Peut-être Dieudonné Niangouna répond-t-il un peu à cette question dans le texte qui clôt ce livre. Il entend en effet à la fois signifier l’influence fondamentale de l’auteur sur son propre parcours d’écrivain et de directeur de festival à Brazzaville (Mantsina-sur-scène) ; à la fois rappeler, avec l’acidité et la brutalité qui le caractérisent, que celui qui est aujourd’hui considéré comme un véritable père et le modèle pour toute une génération de jeunes écrivains africains, n’a pas toujours fait l’économie de négociations – d’aucuns diraient « compromissions » – avec les pouvoirs économico-politiques « franco-congolais », pour assurer son mécénat et faciliter les procédures de coopération culturelle avec les institutions artistiques françaises. À telle enseigne que son héritage théâtral dans son pays, hors le cercle de lecteurs avertis, ne serait pas, d’après lui, à la dimension de sa contribution majeure à l’histoire littéraire et théâtrale « francophone ».

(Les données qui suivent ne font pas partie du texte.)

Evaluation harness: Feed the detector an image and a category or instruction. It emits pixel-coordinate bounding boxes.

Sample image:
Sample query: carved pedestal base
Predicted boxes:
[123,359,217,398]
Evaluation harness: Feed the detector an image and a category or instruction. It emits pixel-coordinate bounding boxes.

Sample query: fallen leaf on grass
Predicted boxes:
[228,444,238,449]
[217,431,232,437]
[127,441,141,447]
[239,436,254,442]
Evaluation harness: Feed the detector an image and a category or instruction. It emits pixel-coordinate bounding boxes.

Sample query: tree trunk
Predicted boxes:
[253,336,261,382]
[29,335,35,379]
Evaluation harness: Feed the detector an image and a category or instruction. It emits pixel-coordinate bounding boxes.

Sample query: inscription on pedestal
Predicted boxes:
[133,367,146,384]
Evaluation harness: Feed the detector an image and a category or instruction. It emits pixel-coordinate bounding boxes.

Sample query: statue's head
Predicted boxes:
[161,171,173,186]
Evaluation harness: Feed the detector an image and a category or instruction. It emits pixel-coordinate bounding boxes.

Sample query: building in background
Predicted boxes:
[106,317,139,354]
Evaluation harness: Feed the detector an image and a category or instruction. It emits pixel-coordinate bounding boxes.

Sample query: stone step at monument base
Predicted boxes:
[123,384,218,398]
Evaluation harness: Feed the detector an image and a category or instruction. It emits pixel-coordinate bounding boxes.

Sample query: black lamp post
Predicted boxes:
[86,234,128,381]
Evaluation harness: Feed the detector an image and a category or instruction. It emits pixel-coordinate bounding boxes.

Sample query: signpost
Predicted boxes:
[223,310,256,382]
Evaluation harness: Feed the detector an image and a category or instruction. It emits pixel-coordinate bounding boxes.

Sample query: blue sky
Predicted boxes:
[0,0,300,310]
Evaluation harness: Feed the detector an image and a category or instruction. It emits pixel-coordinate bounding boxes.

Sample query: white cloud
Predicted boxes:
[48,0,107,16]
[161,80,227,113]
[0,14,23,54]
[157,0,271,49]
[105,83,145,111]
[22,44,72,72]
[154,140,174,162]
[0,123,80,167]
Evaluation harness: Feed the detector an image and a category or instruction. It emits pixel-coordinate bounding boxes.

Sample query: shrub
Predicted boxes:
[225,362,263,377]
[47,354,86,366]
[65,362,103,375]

En somme, cet ouvrage constitue un précieux volume de documents inédits sur l’œuvre de cet écrivain dont la consécration tardive et récente, à l’occasion du vingtième anniversaire de sa mort (en 2015), a donné lieu à de nombreuses publications. Si le livre paru au Seuil sous la direction de Greta Rodriguez-Antoniotti (Encre, sueur, salive et sang, 2015) et l’épais volume collectant l’intégralité de sa poésie (Poésie complète, paru aux éditions du CNRS, sous la direction de Claire Riffard et Nicolas Martin-Granel, avec la collaboration de Céline Gahungu,) viennent avec bonheur combler une lacune – pour le commun des lecteurs – dans la présence éditoriale de cet auteur important, le présent ouvrage, comme celui de Xavier Garnier (Sony Labou Tansi, une écriture de la décomposition impériale), s’adresse davantage au lecteur spécialiste de l’œuvre de Sony ou du théâtre en Afrique, qu’il soit étudiant ou enseignant.